Loss of Nuclear Receptor Nr4a3 Alleviates Cellular Senescence to Promote Adult Direct Cardiac Reprogramming (RNA-Seq)

Direct cardiac reprogramming of fibroblast to cardiomyocytes represents a potential means of restoring cardiac function following injury. However, aged and adult fibroblast are less efficient for reprogramming compared with neonatal fibroblast. In this study, through the joint analysis of RNAseq and ATACseq, we found that compared with Neo-iCM, cardiac related features were down-regulated with aging, while fibrosis and SASP related genes were significantly up-regulated with aging.
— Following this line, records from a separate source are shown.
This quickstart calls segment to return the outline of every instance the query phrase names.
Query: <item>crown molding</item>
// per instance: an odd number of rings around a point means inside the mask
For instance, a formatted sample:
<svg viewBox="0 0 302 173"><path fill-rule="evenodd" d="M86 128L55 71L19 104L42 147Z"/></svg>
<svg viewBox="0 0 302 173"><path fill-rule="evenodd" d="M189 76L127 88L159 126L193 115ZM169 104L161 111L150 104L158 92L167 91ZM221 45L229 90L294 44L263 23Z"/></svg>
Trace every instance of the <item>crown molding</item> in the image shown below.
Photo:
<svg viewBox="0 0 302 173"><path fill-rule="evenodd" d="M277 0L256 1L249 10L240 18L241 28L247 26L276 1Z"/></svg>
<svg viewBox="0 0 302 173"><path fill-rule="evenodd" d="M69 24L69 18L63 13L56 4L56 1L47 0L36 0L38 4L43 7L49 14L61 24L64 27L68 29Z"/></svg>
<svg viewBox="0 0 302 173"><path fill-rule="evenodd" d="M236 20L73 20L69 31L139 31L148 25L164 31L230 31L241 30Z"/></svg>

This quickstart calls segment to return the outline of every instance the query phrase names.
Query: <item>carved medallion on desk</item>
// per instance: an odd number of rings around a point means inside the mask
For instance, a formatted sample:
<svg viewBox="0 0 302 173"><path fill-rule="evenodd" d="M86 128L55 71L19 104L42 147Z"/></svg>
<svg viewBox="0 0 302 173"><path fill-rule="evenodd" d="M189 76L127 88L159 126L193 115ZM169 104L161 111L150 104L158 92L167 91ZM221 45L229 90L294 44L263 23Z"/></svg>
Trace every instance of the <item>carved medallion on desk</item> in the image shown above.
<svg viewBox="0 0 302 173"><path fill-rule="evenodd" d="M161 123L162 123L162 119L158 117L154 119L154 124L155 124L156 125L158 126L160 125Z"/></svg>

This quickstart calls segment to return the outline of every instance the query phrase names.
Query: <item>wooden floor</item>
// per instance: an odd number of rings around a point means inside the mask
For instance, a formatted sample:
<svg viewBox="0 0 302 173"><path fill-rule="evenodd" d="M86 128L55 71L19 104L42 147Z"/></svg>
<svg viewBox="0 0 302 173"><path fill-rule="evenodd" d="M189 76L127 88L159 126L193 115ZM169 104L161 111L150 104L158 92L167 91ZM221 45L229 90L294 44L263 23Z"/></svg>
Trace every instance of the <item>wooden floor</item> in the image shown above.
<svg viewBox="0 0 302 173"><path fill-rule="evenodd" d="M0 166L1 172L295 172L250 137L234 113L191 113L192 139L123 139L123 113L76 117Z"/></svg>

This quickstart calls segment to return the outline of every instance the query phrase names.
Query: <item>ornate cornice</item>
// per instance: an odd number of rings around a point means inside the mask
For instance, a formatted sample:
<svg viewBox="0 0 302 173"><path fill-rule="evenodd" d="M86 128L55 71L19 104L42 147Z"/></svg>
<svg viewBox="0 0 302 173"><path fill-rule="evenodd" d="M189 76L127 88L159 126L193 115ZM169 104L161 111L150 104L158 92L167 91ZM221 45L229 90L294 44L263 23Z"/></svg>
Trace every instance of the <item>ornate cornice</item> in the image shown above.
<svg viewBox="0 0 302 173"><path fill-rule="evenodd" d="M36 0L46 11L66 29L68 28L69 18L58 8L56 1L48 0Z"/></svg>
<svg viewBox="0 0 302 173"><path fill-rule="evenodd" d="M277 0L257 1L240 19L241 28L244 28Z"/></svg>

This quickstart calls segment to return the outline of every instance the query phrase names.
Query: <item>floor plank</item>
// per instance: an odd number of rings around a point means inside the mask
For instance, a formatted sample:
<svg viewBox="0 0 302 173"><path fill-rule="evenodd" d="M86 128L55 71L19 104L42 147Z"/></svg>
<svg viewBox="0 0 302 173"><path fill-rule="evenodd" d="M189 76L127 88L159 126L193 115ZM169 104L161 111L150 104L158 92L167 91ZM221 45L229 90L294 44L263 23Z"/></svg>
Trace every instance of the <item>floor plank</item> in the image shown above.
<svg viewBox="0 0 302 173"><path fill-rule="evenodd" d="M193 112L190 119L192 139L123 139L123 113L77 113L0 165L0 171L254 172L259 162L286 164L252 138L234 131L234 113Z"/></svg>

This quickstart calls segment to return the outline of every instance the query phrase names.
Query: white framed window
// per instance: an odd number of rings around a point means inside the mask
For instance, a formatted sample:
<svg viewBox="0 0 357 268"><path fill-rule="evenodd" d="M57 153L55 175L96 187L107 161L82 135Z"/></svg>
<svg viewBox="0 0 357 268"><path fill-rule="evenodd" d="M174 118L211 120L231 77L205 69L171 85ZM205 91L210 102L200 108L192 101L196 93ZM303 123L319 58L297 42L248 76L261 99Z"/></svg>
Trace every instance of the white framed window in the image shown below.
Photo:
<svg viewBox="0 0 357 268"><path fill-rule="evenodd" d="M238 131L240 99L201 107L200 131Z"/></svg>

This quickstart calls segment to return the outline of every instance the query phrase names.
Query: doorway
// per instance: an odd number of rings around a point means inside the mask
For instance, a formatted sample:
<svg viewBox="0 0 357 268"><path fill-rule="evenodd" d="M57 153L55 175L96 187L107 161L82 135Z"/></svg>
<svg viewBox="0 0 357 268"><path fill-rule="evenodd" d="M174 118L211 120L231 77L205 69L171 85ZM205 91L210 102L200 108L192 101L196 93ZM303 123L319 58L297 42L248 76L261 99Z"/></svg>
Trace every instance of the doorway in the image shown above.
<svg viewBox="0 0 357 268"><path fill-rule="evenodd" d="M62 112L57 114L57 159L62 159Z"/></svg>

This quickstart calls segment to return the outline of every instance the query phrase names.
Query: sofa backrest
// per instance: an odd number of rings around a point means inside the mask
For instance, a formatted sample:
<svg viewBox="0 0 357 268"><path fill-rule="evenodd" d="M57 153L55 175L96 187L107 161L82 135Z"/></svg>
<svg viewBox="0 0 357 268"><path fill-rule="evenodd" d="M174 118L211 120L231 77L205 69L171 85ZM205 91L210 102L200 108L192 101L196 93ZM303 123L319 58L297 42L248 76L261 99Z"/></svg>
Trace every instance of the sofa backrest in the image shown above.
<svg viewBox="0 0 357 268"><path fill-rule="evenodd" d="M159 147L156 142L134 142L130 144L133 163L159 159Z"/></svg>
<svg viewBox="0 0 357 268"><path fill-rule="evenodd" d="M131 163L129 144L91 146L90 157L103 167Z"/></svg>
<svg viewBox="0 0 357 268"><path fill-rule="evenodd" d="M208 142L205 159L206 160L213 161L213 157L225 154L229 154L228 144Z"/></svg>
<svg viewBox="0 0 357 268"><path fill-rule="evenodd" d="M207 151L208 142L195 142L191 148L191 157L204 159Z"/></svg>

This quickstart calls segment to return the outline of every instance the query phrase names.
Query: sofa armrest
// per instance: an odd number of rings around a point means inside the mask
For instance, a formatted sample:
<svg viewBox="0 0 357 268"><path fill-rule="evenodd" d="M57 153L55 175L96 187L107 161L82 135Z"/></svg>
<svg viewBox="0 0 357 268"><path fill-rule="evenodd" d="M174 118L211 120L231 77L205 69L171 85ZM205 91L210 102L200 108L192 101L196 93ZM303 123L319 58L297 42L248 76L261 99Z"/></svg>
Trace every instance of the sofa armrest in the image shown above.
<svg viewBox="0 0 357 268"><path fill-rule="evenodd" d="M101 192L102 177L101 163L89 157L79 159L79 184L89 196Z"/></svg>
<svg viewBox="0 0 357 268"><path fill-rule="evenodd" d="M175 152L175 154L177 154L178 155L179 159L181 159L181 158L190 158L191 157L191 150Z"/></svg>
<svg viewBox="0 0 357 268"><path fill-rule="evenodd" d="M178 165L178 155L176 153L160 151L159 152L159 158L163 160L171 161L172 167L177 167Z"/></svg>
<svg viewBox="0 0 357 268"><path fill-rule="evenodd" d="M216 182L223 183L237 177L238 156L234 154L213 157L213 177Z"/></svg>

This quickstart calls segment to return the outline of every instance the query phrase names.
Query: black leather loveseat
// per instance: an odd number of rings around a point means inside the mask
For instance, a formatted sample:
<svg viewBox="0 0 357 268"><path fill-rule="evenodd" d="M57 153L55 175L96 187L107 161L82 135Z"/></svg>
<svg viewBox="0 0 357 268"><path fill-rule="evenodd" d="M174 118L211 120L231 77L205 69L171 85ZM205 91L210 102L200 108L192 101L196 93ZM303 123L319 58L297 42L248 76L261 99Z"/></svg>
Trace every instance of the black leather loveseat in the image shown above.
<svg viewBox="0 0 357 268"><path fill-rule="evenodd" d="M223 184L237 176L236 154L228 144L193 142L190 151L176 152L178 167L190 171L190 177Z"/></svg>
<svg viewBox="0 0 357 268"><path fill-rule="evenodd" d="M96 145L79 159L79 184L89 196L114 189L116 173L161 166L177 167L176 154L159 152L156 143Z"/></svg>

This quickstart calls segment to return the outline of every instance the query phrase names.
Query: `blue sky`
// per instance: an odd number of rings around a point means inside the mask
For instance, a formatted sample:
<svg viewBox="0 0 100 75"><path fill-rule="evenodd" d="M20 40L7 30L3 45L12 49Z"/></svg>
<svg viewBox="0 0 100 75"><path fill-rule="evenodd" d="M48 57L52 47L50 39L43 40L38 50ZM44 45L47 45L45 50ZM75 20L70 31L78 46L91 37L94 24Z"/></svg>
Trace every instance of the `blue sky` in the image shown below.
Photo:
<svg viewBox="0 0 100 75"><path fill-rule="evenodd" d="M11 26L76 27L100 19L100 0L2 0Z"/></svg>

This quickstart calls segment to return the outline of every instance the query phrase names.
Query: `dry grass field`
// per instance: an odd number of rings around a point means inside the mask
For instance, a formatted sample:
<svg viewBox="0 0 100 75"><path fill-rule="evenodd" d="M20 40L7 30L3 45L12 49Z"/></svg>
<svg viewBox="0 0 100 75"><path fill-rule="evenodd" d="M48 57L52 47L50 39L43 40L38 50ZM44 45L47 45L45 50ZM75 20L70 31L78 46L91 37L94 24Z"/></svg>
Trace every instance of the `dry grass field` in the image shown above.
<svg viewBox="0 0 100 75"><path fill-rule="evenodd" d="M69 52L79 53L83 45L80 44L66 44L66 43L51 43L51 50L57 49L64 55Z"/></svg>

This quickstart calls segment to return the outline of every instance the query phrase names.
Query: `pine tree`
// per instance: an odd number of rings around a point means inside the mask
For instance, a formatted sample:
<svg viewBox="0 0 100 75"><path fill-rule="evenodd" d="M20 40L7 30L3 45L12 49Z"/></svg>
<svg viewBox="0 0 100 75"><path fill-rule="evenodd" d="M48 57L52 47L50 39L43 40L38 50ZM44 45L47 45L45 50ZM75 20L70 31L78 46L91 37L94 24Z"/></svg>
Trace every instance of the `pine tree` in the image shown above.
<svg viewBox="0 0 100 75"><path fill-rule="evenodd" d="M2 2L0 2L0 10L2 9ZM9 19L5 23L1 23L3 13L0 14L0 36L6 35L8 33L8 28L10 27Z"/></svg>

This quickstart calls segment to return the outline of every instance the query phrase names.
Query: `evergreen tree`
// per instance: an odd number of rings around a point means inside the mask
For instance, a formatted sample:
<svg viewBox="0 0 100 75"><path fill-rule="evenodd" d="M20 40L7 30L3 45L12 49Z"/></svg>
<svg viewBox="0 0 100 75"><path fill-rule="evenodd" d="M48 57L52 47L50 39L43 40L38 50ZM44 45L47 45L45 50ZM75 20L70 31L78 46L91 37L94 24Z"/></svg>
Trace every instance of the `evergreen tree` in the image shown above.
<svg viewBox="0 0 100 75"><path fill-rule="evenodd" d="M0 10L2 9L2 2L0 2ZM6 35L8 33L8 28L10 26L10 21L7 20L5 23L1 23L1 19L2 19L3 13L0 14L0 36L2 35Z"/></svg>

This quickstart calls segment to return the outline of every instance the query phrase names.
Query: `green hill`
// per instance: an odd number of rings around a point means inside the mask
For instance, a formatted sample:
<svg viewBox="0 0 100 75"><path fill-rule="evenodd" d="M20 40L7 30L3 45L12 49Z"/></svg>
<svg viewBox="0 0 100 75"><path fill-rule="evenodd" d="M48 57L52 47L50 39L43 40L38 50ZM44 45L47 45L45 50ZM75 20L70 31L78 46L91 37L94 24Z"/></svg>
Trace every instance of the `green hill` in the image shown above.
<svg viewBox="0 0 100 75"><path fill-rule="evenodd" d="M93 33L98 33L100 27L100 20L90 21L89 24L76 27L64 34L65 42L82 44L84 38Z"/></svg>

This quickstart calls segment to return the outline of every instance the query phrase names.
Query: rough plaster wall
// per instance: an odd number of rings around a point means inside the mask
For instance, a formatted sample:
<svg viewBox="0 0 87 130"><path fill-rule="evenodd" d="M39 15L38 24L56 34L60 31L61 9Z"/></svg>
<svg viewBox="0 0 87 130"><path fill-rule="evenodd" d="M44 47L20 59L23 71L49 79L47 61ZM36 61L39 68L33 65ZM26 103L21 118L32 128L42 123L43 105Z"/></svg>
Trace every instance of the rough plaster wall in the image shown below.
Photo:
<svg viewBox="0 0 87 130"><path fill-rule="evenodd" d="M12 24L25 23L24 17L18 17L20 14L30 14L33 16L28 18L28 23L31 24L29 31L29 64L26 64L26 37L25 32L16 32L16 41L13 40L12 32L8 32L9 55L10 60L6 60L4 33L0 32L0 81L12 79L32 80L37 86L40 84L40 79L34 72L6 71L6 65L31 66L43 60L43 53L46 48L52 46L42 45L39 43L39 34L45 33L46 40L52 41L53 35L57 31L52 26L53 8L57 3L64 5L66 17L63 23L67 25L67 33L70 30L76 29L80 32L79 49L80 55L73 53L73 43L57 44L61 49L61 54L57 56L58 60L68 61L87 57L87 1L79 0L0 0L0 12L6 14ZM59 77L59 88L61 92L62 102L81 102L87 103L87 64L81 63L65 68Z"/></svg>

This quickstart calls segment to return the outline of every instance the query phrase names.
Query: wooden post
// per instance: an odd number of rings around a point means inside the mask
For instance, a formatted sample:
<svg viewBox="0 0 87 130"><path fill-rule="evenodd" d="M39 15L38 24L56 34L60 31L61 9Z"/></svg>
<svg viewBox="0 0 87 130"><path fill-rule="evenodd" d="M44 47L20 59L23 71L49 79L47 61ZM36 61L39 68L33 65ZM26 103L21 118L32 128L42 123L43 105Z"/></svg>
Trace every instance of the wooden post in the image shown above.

Single-cell transcriptomics reveals a bifurcated trajectory of aged iCM reprogramming. Then, we screened 51 transcriptomic and epigenomic regulators of the barriers to aged-iCM reprogramming and found that Nuclear receptor subfamily 4 group A member 3 (Nr4a3), an pro-inflammatory transcription factor, induced cellular senescence to inhibit direct reprogramming during aging. Mechanistically, knockdown of Nr4a3 enhanced direct cardiac reprogramming by promoting cardiac gene programs and inhibiting fibrosis pathway and secretes SASP. In addition, knockdown of Nr4a3 promoted human reprogramming in primary ventricular human cardiac fibroblasts (HCFs) and improved heart function after MI. Overall design: To comprehensively decipher why iCM reprogramming is dramatically hindered in adult and aged CFs, we investigated the global transcriptomic changes of CFs from neonatal to advanced age. To comprehensively decipher why iCM reprogramming is dramatically hindered in adult and aged CFs, we investigated the global transcriptomic changes of iCMs from neonatal to advanced age. To determine the molecular basis by which overexpression of Nr4a3 inhibits iCM reprogramming, we conducted RNA-seq using OENr4a3-CFs and OECtrl-CFs collected at reprogramming day 7. To determine the molecular basis by which knockdown Nr4a3 enhances iCM reprogramming, we conducted RNA-seq using shNr4a3-iCMs and shNT-iCMs collected at reprogramming day 7.